Clean growth, as Greg Clark has said, represents the ‘greatest industrial opportunity of our time’. If that seems unlikely to you, it’s really not. The UK’s low carbon and renewable energy (LCRE) economy increased by 6.8% from 2016 to 2017, with exports growing to £5bn in 2017.

Ensuring that our buildings, transport systems, energy and agriculture continue to create growth, but with lower carbon emissions, is not just important, it is imperative. The risks to our environment, health and biodiversity are becoming impossible to ignore. Poor air quality, rising energy prices and the impacts of climate change due to greenhouse gas emissions are challenges that we have to tackle.

Increasingly, local authorities are at the forefront of action, with fifty-four councils and rising already declaring a climate emergency ahead of the UK parliament declaration on the 1st May. Nottingham City Council has resolved to become carbon neutral by 2028. Clean Air Zones, meanwhile, are starting to become a feature of city centres across the country.

As Directors of Place, ADEPT members are uniquely placed to drive change. We have access to the evidence and intelligence to identify opportunities and challenges; to take a helicopter view across sectors and geographical areas, fostering partnerships and brokering new relationships.

We are responsible for strategic planning, growth, economic development, highways, sustainable transport, active travel – all essential elements to get right if the clean growth agenda is to be successful.

Not only do we have an overarching perspective, but we also have access to a number of strategic levers at our disposal. We have immense buying power and can effect change in the type of products and technologies we use. We can define how services are delivered by introducing digital technology and AI, and push efficiency improvements in the supply chain through our commissioning and choosing to rent or lease products rather than buy.
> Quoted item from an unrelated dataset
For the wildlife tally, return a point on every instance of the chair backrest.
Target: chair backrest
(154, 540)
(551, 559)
As businesses, local authorities are a huge operation. For example, at Kent County Council, we have an annual turnover of £2.2bn (including schools), with an annual energy bill of £29m and rising. By reducing emissions and using cleaner technology, we can have a significant positive impact and can incentivise behaviour change through how we spend, use and save energy and control business miles.

Perhaps more fundamentally, by tackling and supporting clean growth, we can generate multiple positive outcomes across many competing, but interlinked agendas such as heath, productivity and employment. We can enable residents and businesses to make changes, providing support and incentivising new behaviours using the mechanisms open to us in economic development, trading standards, public health and adult social care.

The LCRE economy is the fastest growing sector for employment and apprenticeships. If we enable a move away from car dependency, we get less congestion, better air quality, and a modal shift towards cycling and walking, with resulting improvements in our physical and mental health. Healthier employees mean better productivity for UK businesses, which would also benefit from buildings being more energy efficient.

More energy efficient homes decrease fuel poverty as we reduce our consumption. The LERC sector could offer better protection for the environment through harnessing and utilising natural capital, again benefitting our biodiversity and access to green spaces.

However, local authorities cannot succeed in isolation. Our partnerships with the private and voluntary sectors as well as other public sector organisations are critical. We need to work closely with Local Enterprise Partnerships (LEPs) to support delivery of the Clean Growth Grand Challenge within the emerging Local Industrial Strategies. Our LEP partners need to pick up the gauntlet thrown down by Government and recognise that supporting natural capital and the environment are intrinsic to good growth.

As ADEPT, our relationships with private sector suppliers can encourage innovation and drive the adoption of new technologies. Our SMART Places Live Labs projects are currently examining new uses for data analytics with sensor and control technologies as well as the potential to harvest kinetic and solar energy from pavements. All these pilots have the potential to be adopted at scale and it will be fascinating to see the results after two years of development and testing.

In Kent, we are due to publish our draft Energy and Low Emissions Strategy for consultation, which pulls together, environment, health and economy and sets out how Kent can achieve zero net carbon emissions. At the ADEPT Spring Conference this year, our President’s Awards are recognising the importance of clean growth.

With the advantages of supporting clean growth benefitting us in so many fundamental ways, it really does beg the question, ‘Why wouldn’t you?’